В кафе за чаем нам рассказывала о парке девушка по имени Мэнди. На экране висящего под потолком телевизора обнимался и катался по траве со львами и гиенами её муж Кевин. Он зоолог и режиссёр, который снимает про своих друзей документальные фильмы. «Не знаю, смелый он или просто тупой», – пошутила Мэнди. Туалет возле кафе разделялся на «Lions» и «Lionesses».
***
От мюзикла «Умоджа» я ожидал этнографическо-туристической тоски. Совершенно зря: он оказался иллюстрированной историей южноафриканской музыки. Невероятно пластично двигаются в бисерных костюмах женщины с мощными, но очень притягательными ногами и небольшими обнажёнными грудями. Бьют в барабаны мощные самцы в звериных нарукавниках и юбках. Потом все они переодеваются в пиджаки и платья в стиле пятидесятых или длинные белые балахоны – и танцуют, танцуют, и поют, поют. Слова самые простые, ведь для песни достаточно самых простых слов, а точными их делает музыка.

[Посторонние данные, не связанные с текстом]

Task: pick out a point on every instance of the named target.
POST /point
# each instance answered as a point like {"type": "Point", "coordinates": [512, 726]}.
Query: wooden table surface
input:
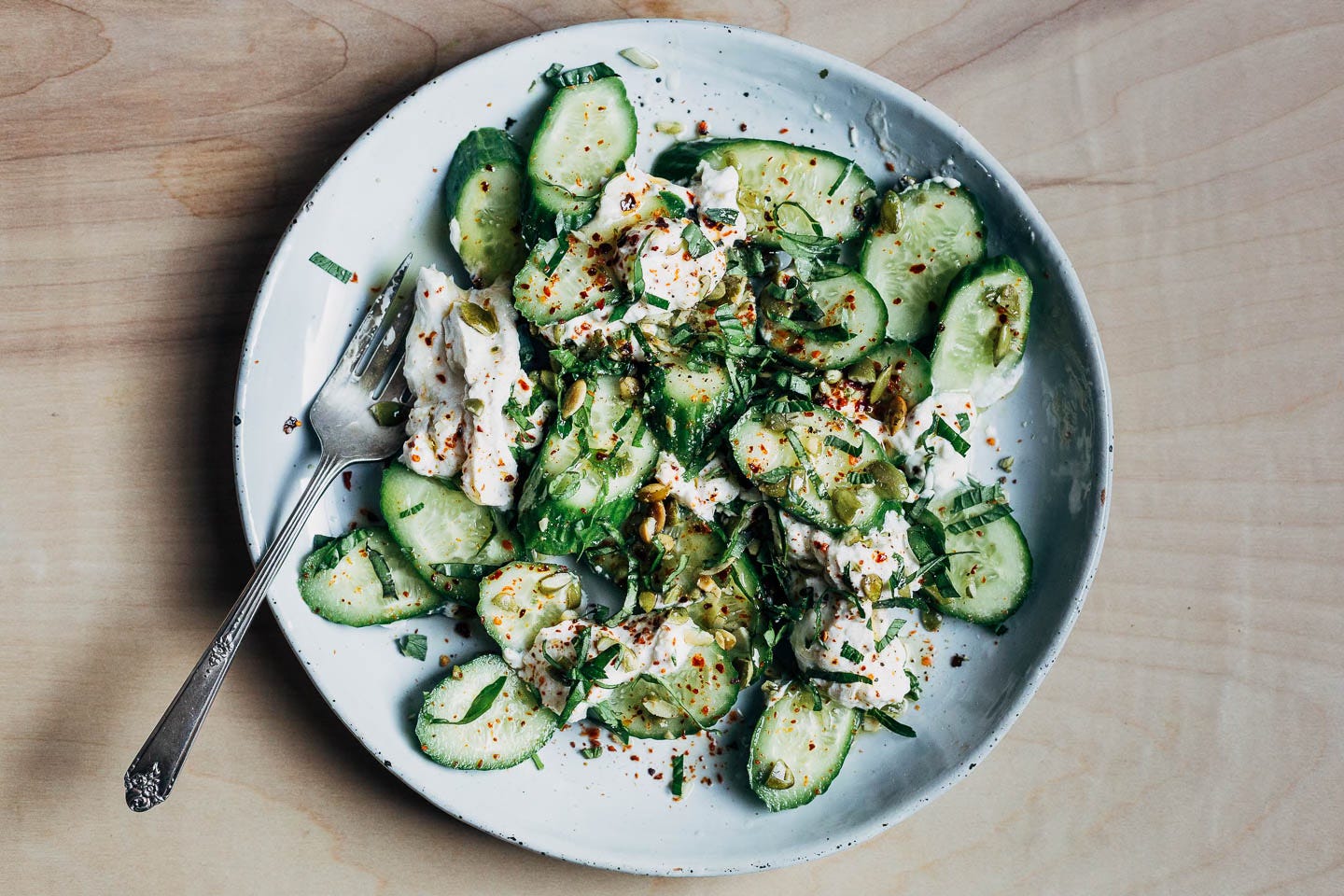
{"type": "Point", "coordinates": [1188, 155]}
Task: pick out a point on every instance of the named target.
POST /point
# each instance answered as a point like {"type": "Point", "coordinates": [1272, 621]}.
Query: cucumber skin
{"type": "Point", "coordinates": [680, 160]}
{"type": "Point", "coordinates": [758, 768]}
{"type": "Point", "coordinates": [897, 327]}
{"type": "Point", "coordinates": [988, 268]}
{"type": "Point", "coordinates": [544, 721]}
{"type": "Point", "coordinates": [480, 148]}
{"type": "Point", "coordinates": [327, 556]}
{"type": "Point", "coordinates": [779, 340]}
{"type": "Point", "coordinates": [693, 431]}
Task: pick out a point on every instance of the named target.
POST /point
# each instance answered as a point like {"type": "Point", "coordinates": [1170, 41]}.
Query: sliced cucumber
{"type": "Point", "coordinates": [363, 580]}
{"type": "Point", "coordinates": [588, 131]}
{"type": "Point", "coordinates": [833, 189]}
{"type": "Point", "coordinates": [852, 323]}
{"type": "Point", "coordinates": [436, 523]}
{"type": "Point", "coordinates": [522, 598]}
{"type": "Point", "coordinates": [818, 488]}
{"type": "Point", "coordinates": [511, 730]}
{"type": "Point", "coordinates": [693, 697]}
{"type": "Point", "coordinates": [552, 211]}
{"type": "Point", "coordinates": [561, 281]}
{"type": "Point", "coordinates": [984, 330]}
{"type": "Point", "coordinates": [585, 479]}
{"type": "Point", "coordinates": [484, 191]}
{"type": "Point", "coordinates": [913, 254]}
{"type": "Point", "coordinates": [689, 407]}
{"type": "Point", "coordinates": [991, 568]}
{"type": "Point", "coordinates": [797, 749]}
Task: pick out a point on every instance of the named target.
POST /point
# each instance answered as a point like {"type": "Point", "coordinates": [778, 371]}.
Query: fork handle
{"type": "Point", "coordinates": [155, 768]}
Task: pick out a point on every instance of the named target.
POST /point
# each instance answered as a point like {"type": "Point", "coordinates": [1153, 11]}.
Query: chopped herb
{"type": "Point", "coordinates": [384, 572]}
{"type": "Point", "coordinates": [892, 630]}
{"type": "Point", "coordinates": [836, 442]}
{"type": "Point", "coordinates": [891, 724]}
{"type": "Point", "coordinates": [944, 428]}
{"type": "Point", "coordinates": [479, 707]}
{"type": "Point", "coordinates": [414, 647]}
{"type": "Point", "coordinates": [696, 242]}
{"type": "Point", "coordinates": [388, 413]}
{"type": "Point", "coordinates": [556, 257]}
{"type": "Point", "coordinates": [330, 268]}
{"type": "Point", "coordinates": [675, 204]}
{"type": "Point", "coordinates": [722, 217]}
{"type": "Point", "coordinates": [995, 512]}
{"type": "Point", "coordinates": [559, 77]}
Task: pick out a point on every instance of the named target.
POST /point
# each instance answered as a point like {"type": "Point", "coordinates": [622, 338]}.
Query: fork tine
{"type": "Point", "coordinates": [396, 388]}
{"type": "Point", "coordinates": [372, 323]}
{"type": "Point", "coordinates": [390, 347]}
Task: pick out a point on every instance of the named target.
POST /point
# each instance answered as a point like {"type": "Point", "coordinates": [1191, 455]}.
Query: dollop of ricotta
{"type": "Point", "coordinates": [819, 641]}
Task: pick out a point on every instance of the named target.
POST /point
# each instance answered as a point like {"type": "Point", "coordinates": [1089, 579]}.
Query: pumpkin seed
{"type": "Point", "coordinates": [574, 398]}
{"type": "Point", "coordinates": [479, 318]}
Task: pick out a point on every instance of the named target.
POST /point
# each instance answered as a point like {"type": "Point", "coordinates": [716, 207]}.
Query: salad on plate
{"type": "Point", "coordinates": [742, 387]}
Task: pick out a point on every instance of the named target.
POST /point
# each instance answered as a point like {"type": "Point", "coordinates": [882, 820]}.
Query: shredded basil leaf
{"type": "Point", "coordinates": [414, 647]}
{"type": "Point", "coordinates": [696, 242]}
{"type": "Point", "coordinates": [479, 707]}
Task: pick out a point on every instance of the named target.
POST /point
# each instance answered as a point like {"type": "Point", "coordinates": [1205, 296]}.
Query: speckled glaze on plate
{"type": "Point", "coordinates": [384, 198]}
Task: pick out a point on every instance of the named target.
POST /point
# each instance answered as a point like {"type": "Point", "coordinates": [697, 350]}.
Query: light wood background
{"type": "Point", "coordinates": [1188, 155]}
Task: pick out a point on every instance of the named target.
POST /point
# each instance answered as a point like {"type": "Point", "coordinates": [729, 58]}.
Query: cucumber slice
{"type": "Point", "coordinates": [522, 598]}
{"type": "Point", "coordinates": [342, 581]}
{"type": "Point", "coordinates": [562, 281]}
{"type": "Point", "coordinates": [436, 523]}
{"type": "Point", "coordinates": [767, 458]}
{"type": "Point", "coordinates": [574, 495]}
{"type": "Point", "coordinates": [706, 687]}
{"type": "Point", "coordinates": [689, 407]}
{"type": "Point", "coordinates": [941, 231]}
{"type": "Point", "coordinates": [513, 727]}
{"type": "Point", "coordinates": [984, 330]}
{"type": "Point", "coordinates": [552, 211]}
{"type": "Point", "coordinates": [833, 189]}
{"type": "Point", "coordinates": [811, 745]}
{"type": "Point", "coordinates": [849, 309]}
{"type": "Point", "coordinates": [588, 131]}
{"type": "Point", "coordinates": [484, 191]}
{"type": "Point", "coordinates": [993, 577]}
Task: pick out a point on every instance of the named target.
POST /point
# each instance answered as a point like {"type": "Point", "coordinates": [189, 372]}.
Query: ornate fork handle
{"type": "Point", "coordinates": [153, 771]}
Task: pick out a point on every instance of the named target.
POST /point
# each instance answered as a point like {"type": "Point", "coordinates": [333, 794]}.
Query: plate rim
{"type": "Point", "coordinates": [1090, 349]}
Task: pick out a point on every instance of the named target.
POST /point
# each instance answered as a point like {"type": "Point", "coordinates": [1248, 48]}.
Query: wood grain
{"type": "Point", "coordinates": [1190, 158]}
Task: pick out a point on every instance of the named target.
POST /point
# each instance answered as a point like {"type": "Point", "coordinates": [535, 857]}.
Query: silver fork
{"type": "Point", "coordinates": [369, 371]}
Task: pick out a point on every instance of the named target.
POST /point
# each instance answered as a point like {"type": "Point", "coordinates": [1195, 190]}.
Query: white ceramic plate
{"type": "Point", "coordinates": [384, 199]}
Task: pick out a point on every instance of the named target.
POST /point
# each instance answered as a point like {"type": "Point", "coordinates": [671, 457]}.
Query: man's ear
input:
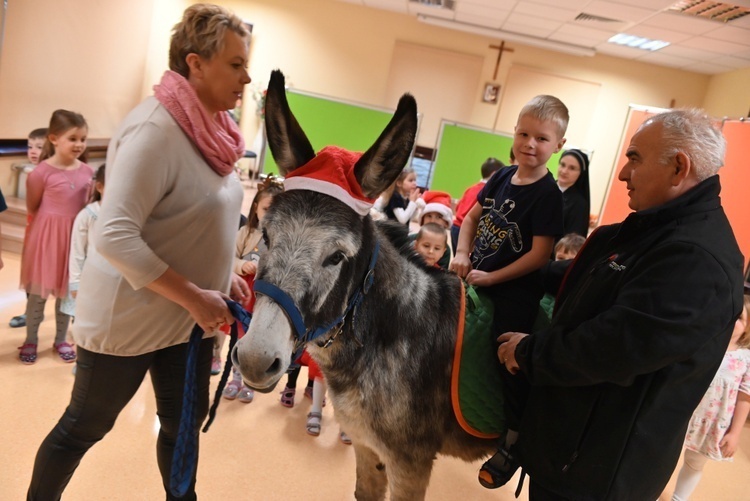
{"type": "Point", "coordinates": [682, 166]}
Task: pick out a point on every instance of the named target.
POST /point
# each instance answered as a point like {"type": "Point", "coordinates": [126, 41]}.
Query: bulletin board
{"type": "Point", "coordinates": [734, 176]}
{"type": "Point", "coordinates": [331, 121]}
{"type": "Point", "coordinates": [461, 151]}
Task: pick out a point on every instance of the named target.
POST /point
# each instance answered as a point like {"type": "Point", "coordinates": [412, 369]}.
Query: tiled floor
{"type": "Point", "coordinates": [256, 451]}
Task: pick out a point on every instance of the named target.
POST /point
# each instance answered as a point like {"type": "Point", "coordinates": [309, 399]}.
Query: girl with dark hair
{"type": "Point", "coordinates": [573, 181]}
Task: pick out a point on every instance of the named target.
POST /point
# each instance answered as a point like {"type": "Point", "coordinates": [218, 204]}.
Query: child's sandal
{"type": "Point", "coordinates": [66, 352]}
{"type": "Point", "coordinates": [313, 423]}
{"type": "Point", "coordinates": [287, 397]}
{"type": "Point", "coordinates": [231, 389]}
{"type": "Point", "coordinates": [27, 355]}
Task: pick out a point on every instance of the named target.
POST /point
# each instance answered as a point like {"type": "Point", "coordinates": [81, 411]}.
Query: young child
{"type": "Point", "coordinates": [507, 237]}
{"type": "Point", "coordinates": [81, 246]}
{"type": "Point", "coordinates": [400, 201]}
{"type": "Point", "coordinates": [431, 243]}
{"type": "Point", "coordinates": [469, 198]}
{"type": "Point", "coordinates": [437, 210]}
{"type": "Point", "coordinates": [33, 154]}
{"type": "Point", "coordinates": [566, 248]}
{"type": "Point", "coordinates": [249, 246]}
{"type": "Point", "coordinates": [714, 430]}
{"type": "Point", "coordinates": [56, 190]}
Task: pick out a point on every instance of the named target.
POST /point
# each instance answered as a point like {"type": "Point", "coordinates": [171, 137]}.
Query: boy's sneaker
{"type": "Point", "coordinates": [498, 470]}
{"type": "Point", "coordinates": [215, 366]}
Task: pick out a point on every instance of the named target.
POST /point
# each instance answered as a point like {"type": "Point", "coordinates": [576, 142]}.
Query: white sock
{"type": "Point", "coordinates": [689, 476]}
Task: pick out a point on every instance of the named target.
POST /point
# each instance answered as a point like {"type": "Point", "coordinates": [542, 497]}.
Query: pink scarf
{"type": "Point", "coordinates": [219, 140]}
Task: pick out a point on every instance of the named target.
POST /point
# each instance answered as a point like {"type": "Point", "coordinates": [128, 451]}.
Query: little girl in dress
{"type": "Point", "coordinates": [714, 430]}
{"type": "Point", "coordinates": [56, 190]}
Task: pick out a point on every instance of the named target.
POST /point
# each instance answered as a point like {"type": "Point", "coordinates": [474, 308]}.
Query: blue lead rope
{"type": "Point", "coordinates": [184, 457]}
{"type": "Point", "coordinates": [302, 333]}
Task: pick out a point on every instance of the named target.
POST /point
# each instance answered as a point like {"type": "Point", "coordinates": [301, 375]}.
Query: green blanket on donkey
{"type": "Point", "coordinates": [476, 385]}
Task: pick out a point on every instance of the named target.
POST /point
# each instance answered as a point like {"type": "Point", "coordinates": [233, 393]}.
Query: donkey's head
{"type": "Point", "coordinates": [319, 237]}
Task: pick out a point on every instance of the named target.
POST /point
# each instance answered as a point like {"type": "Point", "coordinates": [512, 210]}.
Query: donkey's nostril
{"type": "Point", "coordinates": [274, 367]}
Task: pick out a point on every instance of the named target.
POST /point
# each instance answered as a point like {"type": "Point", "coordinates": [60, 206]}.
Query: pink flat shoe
{"type": "Point", "coordinates": [66, 352]}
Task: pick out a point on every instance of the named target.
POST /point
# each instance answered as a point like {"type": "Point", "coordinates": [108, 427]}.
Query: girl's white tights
{"type": "Point", "coordinates": [689, 476]}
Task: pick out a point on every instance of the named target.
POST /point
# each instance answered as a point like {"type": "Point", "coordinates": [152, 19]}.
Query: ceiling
{"type": "Point", "coordinates": [697, 44]}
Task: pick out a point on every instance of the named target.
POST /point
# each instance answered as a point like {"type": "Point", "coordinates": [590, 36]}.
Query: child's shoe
{"type": "Point", "coordinates": [65, 351]}
{"type": "Point", "coordinates": [245, 395]}
{"type": "Point", "coordinates": [287, 397]}
{"type": "Point", "coordinates": [215, 366]}
{"type": "Point", "coordinates": [231, 390]}
{"type": "Point", "coordinates": [498, 470]}
{"type": "Point", "coordinates": [27, 355]}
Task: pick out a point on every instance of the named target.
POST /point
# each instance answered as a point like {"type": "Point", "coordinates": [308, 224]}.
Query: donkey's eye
{"type": "Point", "coordinates": [334, 259]}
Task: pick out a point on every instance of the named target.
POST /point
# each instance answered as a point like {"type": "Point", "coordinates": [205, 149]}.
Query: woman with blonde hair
{"type": "Point", "coordinates": [165, 236]}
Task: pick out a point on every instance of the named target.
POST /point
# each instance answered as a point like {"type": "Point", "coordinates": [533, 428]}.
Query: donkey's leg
{"type": "Point", "coordinates": [371, 476]}
{"type": "Point", "coordinates": [408, 480]}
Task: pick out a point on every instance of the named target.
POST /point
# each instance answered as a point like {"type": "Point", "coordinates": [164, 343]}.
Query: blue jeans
{"type": "Point", "coordinates": [103, 385]}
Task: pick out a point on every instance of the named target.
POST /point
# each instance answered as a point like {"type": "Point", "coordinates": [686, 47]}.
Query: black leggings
{"type": "Point", "coordinates": [104, 384]}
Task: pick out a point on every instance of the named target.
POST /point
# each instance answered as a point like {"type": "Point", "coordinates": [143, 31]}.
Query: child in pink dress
{"type": "Point", "coordinates": [56, 190]}
{"type": "Point", "coordinates": [714, 430]}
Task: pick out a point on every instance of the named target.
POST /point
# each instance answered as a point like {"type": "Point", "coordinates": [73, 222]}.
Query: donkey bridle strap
{"type": "Point", "coordinates": [303, 334]}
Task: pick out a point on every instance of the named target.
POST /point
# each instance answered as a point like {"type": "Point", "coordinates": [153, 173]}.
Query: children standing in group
{"type": "Point", "coordinates": [56, 190]}
{"type": "Point", "coordinates": [507, 237]}
{"type": "Point", "coordinates": [401, 200]}
{"type": "Point", "coordinates": [469, 198]}
{"type": "Point", "coordinates": [566, 248]}
{"type": "Point", "coordinates": [81, 245]}
{"type": "Point", "coordinates": [33, 154]}
{"type": "Point", "coordinates": [248, 248]}
{"type": "Point", "coordinates": [714, 430]}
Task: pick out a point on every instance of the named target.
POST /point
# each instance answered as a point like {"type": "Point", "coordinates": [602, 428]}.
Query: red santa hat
{"type": "Point", "coordinates": [440, 202]}
{"type": "Point", "coordinates": [331, 172]}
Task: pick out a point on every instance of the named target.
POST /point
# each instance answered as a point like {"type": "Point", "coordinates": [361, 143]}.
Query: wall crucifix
{"type": "Point", "coordinates": [500, 49]}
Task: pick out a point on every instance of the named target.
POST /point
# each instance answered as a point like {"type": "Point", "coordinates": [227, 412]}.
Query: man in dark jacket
{"type": "Point", "coordinates": [643, 319]}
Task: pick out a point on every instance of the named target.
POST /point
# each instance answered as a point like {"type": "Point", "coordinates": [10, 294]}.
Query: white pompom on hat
{"type": "Point", "coordinates": [439, 202]}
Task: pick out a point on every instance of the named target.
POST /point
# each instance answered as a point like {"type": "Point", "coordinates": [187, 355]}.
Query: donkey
{"type": "Point", "coordinates": [388, 359]}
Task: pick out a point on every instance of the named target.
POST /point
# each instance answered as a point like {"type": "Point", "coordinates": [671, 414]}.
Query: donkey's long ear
{"type": "Point", "coordinates": [289, 144]}
{"type": "Point", "coordinates": [382, 163]}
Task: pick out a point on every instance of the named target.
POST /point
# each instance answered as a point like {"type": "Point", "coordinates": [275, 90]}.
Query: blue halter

Слово «умоджа» (это суахили) означает что-то вроде духа совместности, соборности, если по-русски; но соборность эта какая-то первобытная, начальная, и по определению жизнерадостная. К тому же слово «соборность» выдуманное, а слово «умоджа» нет. Наверное, лучше перевести его как «мир» в людском значении. Публика в зале, которая временами подпевала во весь голос и тоже чуть не пускалась в пляс, – и белая, и чёрная, в большинстве своём юная. И белые, и чёрные сидели рядом, но в одной компании либо только белые, либо только негры. Так везде – в магазинах, в ресторанах, на улицах. Апартеид кончился, люди живут вместе, но вряд ли совместно; совместно они работают. Белое население страны сокращается; и будет жаль, если Южная Африка станет в будущем исключительно негритянской, потому что в совместности её красота и сила.
В Африке я, человек филологичный, вдруг понял, что смог бы жить среди другого языка, и утрата языковой идентичности не станет для меня критической (раньше я не задумывался о том, что для множества людей это является каждодневной реальностью). Человека связывает с другими не только язык, и для жизни достаточно самых простых слов. Это будет, возможно, полуживотным состоянием – но как раз в той степени, когда разница между человеком и животным отчётливо видна. Тонкие оттенки смыслов – это необязательная роскошь. Я привык в ней жить, но она мне ничем не обязана. Правда, людей разъединяют не только языки, и моё желание присоединиться к чужому не означает, что меня примут.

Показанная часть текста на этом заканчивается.